Atomic monolayer deposition on the surface of nanotube mechanical resonators

TL;DR

This study uses nanotube mechanical resonators to investigate monolayer deposition of noble gases, revealing phase behaviors and structural arrangements at the atomic level.

Contribution

It demonstrates the use of nanotube resonators as sensitive probes for surface monolayer phases and provides experimental insights into noble gas monolayer structures.

Findings

Xe monolayers are solid and commensurate with nanotubes.

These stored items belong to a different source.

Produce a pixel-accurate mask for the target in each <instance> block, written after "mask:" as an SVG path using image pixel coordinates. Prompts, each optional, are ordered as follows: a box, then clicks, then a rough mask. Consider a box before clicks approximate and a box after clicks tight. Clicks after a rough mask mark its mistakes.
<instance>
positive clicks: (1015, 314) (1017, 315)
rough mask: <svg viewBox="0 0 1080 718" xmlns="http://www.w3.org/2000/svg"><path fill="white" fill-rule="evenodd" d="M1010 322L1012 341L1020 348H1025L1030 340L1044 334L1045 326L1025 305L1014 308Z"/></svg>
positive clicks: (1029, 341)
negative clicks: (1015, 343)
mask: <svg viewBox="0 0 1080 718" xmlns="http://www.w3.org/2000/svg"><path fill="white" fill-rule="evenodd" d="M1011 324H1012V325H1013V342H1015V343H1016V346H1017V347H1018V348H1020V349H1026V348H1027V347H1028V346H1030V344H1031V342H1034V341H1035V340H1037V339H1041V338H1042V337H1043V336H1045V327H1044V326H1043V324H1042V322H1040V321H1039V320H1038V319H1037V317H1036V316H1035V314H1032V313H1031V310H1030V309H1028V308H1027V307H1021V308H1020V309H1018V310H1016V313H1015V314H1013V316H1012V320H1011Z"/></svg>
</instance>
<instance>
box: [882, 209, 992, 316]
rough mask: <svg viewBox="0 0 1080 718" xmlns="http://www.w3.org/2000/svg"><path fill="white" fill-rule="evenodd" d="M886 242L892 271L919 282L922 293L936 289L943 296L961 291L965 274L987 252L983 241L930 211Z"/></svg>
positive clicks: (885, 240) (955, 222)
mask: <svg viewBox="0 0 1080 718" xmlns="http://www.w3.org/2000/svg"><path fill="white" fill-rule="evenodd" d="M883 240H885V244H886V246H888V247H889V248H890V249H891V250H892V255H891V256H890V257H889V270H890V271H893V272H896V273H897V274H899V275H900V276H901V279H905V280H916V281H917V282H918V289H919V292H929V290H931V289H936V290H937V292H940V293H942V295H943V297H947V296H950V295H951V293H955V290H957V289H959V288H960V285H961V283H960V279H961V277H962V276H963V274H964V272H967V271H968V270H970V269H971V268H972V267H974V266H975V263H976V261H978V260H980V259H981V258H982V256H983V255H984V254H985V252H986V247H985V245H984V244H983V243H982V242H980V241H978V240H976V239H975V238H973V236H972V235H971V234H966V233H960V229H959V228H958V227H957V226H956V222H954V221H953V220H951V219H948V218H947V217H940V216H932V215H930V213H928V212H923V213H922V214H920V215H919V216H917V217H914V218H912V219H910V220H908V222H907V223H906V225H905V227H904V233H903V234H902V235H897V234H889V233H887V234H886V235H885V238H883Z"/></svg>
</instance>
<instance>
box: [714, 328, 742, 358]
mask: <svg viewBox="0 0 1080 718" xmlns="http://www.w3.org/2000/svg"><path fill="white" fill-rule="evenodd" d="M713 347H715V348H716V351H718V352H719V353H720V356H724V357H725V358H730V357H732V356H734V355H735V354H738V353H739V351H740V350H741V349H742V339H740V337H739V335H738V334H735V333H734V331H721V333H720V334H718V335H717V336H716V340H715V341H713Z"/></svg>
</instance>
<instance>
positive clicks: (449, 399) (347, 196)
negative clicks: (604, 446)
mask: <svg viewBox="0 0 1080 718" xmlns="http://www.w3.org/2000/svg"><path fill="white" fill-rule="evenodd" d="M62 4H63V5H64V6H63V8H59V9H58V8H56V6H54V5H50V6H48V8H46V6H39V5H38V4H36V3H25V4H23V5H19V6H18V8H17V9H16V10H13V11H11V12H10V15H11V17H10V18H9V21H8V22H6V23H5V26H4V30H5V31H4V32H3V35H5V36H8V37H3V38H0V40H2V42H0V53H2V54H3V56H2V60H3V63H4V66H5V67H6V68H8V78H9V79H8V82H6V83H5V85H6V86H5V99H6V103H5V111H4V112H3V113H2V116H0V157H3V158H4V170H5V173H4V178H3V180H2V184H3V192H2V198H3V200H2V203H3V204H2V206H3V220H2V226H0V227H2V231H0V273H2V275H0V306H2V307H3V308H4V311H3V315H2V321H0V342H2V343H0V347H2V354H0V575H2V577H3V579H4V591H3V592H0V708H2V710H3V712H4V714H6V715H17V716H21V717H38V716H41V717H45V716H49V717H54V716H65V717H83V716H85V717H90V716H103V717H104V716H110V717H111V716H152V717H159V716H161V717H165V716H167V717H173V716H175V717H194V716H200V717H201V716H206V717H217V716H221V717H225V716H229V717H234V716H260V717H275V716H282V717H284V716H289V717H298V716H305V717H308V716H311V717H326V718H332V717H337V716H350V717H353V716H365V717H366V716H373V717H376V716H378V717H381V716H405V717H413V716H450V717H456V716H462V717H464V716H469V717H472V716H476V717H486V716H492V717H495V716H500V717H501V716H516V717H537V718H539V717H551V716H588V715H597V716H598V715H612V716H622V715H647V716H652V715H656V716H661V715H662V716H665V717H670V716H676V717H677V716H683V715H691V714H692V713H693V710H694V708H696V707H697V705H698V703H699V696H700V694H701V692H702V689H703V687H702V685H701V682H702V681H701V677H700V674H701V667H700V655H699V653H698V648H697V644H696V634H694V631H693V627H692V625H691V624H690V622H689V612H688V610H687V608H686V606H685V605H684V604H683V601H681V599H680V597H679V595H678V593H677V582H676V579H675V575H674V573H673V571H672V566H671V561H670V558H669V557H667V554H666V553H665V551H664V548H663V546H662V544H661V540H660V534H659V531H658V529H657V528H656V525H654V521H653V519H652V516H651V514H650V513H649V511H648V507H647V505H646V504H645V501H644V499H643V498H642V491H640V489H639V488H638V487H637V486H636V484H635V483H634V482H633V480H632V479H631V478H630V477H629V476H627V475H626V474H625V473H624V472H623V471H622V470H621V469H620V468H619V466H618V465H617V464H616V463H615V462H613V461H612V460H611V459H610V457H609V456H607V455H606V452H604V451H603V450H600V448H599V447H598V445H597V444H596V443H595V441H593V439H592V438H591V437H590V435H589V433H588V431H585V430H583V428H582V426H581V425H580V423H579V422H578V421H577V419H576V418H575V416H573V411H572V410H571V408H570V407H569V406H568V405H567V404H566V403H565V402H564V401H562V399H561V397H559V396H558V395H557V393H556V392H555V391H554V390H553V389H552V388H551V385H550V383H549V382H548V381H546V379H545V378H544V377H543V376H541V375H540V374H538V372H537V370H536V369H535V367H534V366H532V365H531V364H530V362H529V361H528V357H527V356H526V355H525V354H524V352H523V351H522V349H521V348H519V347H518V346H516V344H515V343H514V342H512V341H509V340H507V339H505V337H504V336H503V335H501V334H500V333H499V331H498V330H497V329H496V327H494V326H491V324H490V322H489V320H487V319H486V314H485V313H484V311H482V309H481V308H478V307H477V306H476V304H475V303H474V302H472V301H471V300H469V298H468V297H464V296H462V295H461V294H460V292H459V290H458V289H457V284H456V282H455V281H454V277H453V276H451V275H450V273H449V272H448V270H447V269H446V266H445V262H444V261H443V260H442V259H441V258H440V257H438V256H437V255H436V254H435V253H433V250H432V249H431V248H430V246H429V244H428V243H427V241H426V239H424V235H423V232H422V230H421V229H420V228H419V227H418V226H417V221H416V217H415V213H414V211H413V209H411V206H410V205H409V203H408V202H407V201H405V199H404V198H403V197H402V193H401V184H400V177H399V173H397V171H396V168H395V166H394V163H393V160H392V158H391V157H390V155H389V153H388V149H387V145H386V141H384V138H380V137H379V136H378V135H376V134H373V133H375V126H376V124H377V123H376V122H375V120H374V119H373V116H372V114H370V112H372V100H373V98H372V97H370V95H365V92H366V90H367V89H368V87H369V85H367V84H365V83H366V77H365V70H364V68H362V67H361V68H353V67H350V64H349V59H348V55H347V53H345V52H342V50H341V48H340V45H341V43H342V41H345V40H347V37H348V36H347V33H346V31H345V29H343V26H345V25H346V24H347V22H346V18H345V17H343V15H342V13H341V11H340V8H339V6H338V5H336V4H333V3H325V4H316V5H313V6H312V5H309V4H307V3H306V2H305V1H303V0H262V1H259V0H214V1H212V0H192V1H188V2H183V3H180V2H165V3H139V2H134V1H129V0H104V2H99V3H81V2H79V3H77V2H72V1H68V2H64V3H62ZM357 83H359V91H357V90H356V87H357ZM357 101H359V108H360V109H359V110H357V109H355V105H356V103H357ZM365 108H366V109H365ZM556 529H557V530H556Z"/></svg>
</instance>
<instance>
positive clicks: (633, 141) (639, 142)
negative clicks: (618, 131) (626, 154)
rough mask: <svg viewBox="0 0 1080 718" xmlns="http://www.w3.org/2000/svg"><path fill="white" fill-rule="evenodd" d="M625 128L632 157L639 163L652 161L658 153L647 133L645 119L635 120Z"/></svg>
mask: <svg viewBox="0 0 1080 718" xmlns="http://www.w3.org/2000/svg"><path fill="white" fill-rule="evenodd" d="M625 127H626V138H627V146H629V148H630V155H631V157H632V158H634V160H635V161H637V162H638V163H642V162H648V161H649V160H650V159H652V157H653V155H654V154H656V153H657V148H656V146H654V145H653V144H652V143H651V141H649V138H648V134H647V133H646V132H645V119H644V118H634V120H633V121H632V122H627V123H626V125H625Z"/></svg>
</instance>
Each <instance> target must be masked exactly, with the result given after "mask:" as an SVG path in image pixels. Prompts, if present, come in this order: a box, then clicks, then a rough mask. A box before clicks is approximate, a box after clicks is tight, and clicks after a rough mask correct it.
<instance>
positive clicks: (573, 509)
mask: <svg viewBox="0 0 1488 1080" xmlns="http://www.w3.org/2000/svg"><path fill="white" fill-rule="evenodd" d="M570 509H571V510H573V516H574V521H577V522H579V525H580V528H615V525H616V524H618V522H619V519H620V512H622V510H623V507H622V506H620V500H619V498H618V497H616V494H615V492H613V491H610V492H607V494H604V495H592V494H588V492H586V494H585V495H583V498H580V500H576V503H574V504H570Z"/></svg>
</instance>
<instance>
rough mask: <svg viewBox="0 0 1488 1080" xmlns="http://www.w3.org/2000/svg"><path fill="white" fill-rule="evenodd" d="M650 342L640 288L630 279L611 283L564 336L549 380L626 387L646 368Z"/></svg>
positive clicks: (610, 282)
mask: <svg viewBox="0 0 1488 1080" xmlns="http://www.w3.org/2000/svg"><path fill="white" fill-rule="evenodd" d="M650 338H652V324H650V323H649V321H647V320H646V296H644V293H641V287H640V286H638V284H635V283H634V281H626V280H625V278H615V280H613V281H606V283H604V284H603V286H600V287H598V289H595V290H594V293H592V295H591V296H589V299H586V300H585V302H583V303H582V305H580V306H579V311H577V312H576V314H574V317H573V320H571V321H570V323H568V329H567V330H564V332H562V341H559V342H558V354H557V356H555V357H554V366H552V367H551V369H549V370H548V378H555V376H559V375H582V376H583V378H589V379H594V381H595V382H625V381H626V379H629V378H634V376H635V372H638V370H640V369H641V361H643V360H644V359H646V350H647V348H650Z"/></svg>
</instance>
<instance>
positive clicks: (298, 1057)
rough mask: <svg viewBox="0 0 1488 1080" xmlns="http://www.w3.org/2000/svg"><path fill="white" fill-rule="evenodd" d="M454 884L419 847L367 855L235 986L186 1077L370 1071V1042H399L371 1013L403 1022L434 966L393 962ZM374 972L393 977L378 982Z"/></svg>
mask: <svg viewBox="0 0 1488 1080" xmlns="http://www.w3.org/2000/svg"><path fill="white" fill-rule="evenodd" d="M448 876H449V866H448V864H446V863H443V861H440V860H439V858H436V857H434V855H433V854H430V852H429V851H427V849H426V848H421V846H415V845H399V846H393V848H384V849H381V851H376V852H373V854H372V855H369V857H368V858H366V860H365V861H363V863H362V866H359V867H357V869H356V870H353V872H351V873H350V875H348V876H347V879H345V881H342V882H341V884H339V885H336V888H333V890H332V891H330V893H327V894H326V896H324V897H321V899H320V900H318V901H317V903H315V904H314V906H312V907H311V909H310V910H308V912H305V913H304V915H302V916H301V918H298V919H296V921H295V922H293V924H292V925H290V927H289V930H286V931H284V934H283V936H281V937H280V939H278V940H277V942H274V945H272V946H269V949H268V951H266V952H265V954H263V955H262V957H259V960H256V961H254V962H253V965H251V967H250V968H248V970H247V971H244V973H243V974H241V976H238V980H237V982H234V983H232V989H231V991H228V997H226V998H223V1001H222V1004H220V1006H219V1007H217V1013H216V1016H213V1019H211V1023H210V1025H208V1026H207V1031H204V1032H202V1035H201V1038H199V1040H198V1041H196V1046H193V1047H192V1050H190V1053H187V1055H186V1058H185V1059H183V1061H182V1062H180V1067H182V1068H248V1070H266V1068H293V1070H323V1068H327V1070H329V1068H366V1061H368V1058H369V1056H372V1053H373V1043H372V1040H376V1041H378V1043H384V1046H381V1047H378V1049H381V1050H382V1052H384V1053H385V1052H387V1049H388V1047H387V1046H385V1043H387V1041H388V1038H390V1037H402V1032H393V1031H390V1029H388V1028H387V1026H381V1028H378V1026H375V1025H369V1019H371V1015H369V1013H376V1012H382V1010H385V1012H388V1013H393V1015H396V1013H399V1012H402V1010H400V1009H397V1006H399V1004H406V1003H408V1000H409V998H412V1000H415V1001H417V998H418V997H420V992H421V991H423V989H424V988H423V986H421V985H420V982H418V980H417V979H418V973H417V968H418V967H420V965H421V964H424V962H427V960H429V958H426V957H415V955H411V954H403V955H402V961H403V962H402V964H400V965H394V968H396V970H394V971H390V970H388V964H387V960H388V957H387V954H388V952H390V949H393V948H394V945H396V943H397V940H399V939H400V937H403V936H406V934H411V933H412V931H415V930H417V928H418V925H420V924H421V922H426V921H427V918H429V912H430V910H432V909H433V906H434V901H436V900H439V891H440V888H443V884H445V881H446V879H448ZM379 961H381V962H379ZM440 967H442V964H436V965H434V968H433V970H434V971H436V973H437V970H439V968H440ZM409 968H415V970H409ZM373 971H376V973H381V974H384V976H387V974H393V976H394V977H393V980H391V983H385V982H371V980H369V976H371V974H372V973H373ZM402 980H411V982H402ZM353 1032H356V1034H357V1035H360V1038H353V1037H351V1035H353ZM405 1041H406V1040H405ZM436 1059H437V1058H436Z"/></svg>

Ar and Ne monolayers behave as fluids.

Kr monolayers are tentatively identified as solid phases.

Abstract

We studied monolayers of noble gas atoms (Xe, Kr, Ar, and Ne) deposited on individual ultra- clean suspended nanotubes. For this, we recorded the resonance frequency of the mechanical motion of the nanotube, since it provides a direct measure of the coverage. The latter is the number of adsorbed atoms divided by the number of the carbon atoms of the suspended nanotube. Monolayers formed when the temperature was lowered in a constant pressure of noble gas atoms. The coverage of Xe monolayers remained constant at 1/6 over a large temperature range. This finding reveals that Xe monolayers are solid phases with a triangular atomic arrangement, and are commensurate with the underlying carbon nanotube. By comparing our measurements to theoretical calculations, we identify the phases of Ar and Ne monolayers as fluids, and we tentatively describe Kr monolayers as solid phases. These results underscore that mechanical resonators made from single nanotubes are excellent probes for surface science.